Miguel Hernández creció en Orihuela, en el que es hoy el barrio de San Isidro, casi convertido en museo urbano gracias a la iniciativa de sus vecinos. Se trata de un barrio humilde, en absoluto marginal. Parecido al del tiempo en el que el poeta recogía sus cabras al atardecer, de regreso del pastoreo. Y es que Miguel no era pobre. Si bien procedía de una familia austera y tuvo que dejar el colegio por motivos económicos, no vivía en la indigencia y la necesidad extrema, como se ha afirmado infinidad de veces. Tampoco fue inculto. Aunque carecía de la formación intelectual de sus mejores amigos, su genio, su tesón y su carácter supieron vencer las diferencias culturales que los separaban.

Vientos del pueblo me llevan, vientos del pueblo me arrastran, me esparcen el corazón y me aventan la garganta. Veneros de sangre llevan. De abriles y mayo cambia la paloma de la muerte en yacimientos de nada…

A Ramón Sijé se lo trajo de Orihuela. Cuando llegó a Madrid, además de Aleixandre, conoció a Maruja Mallo, Pablo Neruda y Juan Ramón Jiménez; también a Buero Vallejo. Aunque eso fue después, en la cárcel de Conde de Toreno, cuando el dramaturgo pintó el retrato más conocido del poeta. El de la mirada triste. El de los ojos profundos, marcados por la nostalgia y la memoria. Los ojos del poeta que la muerte no pudo cerrar.

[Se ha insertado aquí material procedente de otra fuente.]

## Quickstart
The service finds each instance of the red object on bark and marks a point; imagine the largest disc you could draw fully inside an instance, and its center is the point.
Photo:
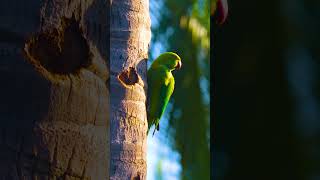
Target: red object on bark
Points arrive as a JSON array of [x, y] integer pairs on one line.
[[222, 11]]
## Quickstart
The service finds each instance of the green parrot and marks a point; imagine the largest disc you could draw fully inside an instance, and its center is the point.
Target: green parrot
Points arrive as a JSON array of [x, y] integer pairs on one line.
[[160, 86]]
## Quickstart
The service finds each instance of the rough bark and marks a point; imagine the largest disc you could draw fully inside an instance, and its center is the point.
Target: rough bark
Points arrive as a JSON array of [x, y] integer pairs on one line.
[[129, 40], [54, 110]]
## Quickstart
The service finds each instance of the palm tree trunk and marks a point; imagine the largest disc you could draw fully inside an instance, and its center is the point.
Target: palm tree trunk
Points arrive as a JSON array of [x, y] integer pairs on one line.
[[54, 100], [129, 37]]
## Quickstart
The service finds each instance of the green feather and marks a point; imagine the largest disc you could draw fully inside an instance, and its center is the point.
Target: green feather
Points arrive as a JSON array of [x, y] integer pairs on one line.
[[160, 86]]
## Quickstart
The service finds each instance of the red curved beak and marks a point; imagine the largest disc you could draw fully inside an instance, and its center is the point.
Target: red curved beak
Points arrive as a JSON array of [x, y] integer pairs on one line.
[[222, 11], [179, 65]]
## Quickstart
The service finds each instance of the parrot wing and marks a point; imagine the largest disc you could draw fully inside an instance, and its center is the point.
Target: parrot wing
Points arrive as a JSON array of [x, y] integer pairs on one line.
[[160, 90]]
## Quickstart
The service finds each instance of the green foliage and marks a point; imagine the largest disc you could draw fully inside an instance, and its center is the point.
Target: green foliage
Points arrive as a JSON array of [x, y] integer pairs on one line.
[[184, 24]]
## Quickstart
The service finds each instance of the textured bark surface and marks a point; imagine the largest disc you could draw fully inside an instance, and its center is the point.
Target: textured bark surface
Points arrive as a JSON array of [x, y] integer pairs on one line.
[[54, 110], [129, 41]]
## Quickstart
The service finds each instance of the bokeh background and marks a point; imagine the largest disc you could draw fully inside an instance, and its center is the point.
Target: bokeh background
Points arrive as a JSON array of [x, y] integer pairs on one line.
[[181, 149], [264, 89], [266, 69]]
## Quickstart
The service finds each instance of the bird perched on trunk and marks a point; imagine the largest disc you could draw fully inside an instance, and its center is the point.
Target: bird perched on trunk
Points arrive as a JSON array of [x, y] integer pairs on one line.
[[160, 86]]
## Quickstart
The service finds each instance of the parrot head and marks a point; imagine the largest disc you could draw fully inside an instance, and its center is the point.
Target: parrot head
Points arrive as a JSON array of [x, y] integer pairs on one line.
[[169, 59]]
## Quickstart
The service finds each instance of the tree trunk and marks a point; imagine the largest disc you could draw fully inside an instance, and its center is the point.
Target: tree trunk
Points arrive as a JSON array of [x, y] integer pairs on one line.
[[129, 40], [54, 110]]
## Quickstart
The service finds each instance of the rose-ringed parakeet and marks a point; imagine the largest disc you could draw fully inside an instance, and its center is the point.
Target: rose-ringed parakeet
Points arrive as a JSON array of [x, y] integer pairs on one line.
[[160, 86]]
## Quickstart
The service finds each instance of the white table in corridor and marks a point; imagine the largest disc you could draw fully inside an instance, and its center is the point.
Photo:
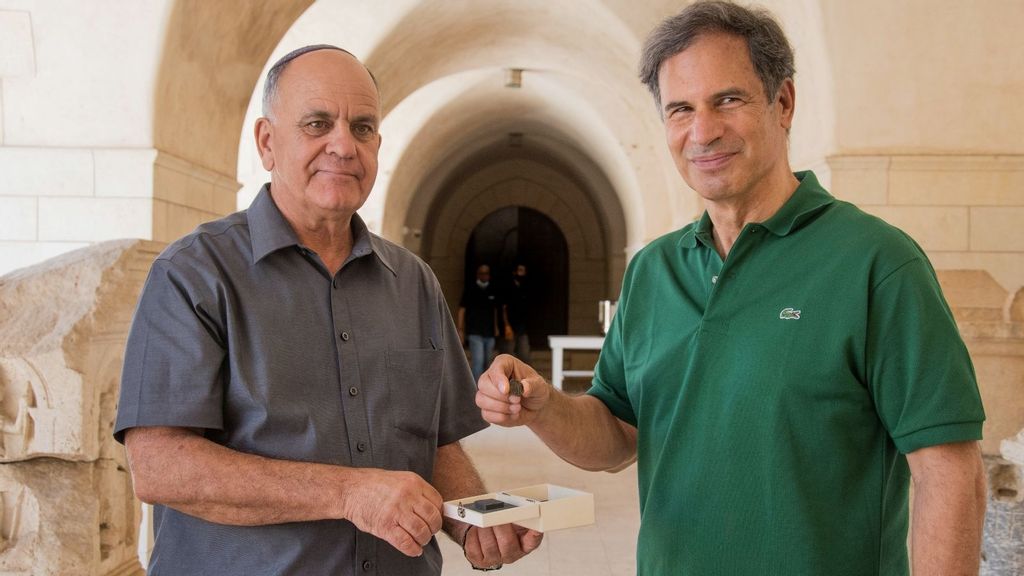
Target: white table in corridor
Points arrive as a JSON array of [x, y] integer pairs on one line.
[[561, 343]]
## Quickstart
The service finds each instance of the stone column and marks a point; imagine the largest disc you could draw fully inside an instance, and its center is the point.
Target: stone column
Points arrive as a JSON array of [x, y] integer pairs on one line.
[[67, 505]]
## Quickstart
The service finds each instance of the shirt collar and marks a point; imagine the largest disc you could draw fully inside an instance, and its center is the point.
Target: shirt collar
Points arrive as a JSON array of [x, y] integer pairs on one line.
[[806, 202], [269, 232]]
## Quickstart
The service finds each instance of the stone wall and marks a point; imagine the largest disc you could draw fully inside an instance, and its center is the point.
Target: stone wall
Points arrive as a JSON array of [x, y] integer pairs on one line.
[[66, 492]]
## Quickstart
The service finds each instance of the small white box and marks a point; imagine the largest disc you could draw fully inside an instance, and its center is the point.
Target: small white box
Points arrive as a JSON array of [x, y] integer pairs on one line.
[[543, 507]]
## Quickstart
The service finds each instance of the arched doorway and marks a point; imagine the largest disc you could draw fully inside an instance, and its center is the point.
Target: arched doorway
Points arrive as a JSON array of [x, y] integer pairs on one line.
[[517, 235]]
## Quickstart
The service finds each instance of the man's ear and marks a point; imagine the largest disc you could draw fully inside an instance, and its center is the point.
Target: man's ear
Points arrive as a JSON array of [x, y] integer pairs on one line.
[[786, 101], [263, 131]]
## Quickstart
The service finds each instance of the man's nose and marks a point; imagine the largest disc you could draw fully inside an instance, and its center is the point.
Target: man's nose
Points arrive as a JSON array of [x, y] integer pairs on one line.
[[707, 126], [341, 141]]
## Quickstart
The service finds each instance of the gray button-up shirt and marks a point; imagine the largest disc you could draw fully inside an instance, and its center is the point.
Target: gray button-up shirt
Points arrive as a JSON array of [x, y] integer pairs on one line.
[[243, 332]]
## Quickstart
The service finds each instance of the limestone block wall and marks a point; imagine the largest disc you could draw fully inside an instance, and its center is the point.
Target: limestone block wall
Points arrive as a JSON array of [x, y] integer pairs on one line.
[[964, 210], [67, 499]]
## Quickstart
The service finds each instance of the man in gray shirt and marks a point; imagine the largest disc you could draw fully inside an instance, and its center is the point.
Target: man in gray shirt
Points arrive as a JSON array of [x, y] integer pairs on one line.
[[294, 388]]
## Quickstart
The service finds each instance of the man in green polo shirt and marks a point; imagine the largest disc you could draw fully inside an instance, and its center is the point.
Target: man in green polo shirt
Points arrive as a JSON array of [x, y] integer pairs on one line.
[[779, 369]]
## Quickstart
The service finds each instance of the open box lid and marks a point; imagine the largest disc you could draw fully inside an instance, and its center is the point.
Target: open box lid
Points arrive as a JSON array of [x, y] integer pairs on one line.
[[542, 507]]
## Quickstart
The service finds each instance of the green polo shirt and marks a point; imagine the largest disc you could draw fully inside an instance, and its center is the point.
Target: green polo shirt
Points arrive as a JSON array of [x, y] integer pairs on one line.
[[777, 393]]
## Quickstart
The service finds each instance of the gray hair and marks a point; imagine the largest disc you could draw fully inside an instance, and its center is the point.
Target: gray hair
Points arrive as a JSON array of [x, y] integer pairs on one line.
[[273, 75], [770, 51]]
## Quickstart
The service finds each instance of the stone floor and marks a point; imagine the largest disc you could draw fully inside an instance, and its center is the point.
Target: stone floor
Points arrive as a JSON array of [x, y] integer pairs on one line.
[[513, 457]]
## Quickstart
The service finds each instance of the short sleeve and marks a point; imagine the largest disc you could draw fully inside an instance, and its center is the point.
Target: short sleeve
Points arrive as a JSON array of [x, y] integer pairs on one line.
[[174, 356], [609, 384], [920, 373]]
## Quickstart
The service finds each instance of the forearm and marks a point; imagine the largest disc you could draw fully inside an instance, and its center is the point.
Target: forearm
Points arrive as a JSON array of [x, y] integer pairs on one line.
[[948, 515], [183, 470], [583, 432]]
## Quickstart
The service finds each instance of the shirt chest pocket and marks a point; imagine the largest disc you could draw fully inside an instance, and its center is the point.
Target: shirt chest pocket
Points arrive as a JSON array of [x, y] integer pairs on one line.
[[414, 379]]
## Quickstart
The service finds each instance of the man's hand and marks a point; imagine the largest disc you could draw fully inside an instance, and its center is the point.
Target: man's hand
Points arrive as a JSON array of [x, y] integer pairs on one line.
[[398, 507], [491, 547], [493, 397]]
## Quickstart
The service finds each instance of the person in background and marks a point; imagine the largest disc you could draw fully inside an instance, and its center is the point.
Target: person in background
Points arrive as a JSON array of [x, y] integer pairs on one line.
[[294, 389], [515, 314]]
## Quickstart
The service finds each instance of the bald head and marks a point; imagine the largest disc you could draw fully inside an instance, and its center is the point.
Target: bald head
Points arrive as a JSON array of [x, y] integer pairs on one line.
[[270, 86]]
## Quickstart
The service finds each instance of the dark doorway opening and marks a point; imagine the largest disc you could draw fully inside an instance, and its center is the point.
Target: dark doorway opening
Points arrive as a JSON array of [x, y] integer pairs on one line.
[[512, 236]]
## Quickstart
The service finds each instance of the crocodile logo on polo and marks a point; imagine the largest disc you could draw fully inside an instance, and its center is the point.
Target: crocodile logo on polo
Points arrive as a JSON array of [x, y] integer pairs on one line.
[[788, 314]]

Sucedió hace 75 años en el reformatorio para adultos de Alicante, la última morada del poeta pastor. El poeta necesario, el poeta autodidacta, el poeta del pueblo —los poetas somos viento del pueblo: nacemos para pasar soplando a través de sus poros y conducir sus ojos y sus sentimientos hacia las cumbres más hermosas, le escribía a su amigo Aleixandre—. El poeta de la guerra y las trincheras. Pero también el del amor, el de la carne, el de la sangre.

Seis años separan la primera obra de poemas publicada por Miguel Hernández, Perito en lunas (1933), de las últimas, El hombre acecha (1939) y Cancionero y romancero de ausencias. El poemario inacabado que comenzó durante su última etapa de encarcelamiento, cuando también escribió Cuentos para mi hijo Manolillo. Editados por Nórdica con motivo del LXXV aniversario de la muerte del poeta, estos cuatro relatos fueron escritos entre junio y octubre de 1941 sobre hojas de papel higiénico con las que el poeta armó un precario cuaderno, señala el editor. Ilustrado por Damián Flores, Sara Morante, Adolfo Serra y Alfonso Zapico, el librito es un hermoso compendio de amor, de esperanza, de lucha. Porque Miguel Hernández, más que a la muerte y el sufrimiento, le cantaba a la vida.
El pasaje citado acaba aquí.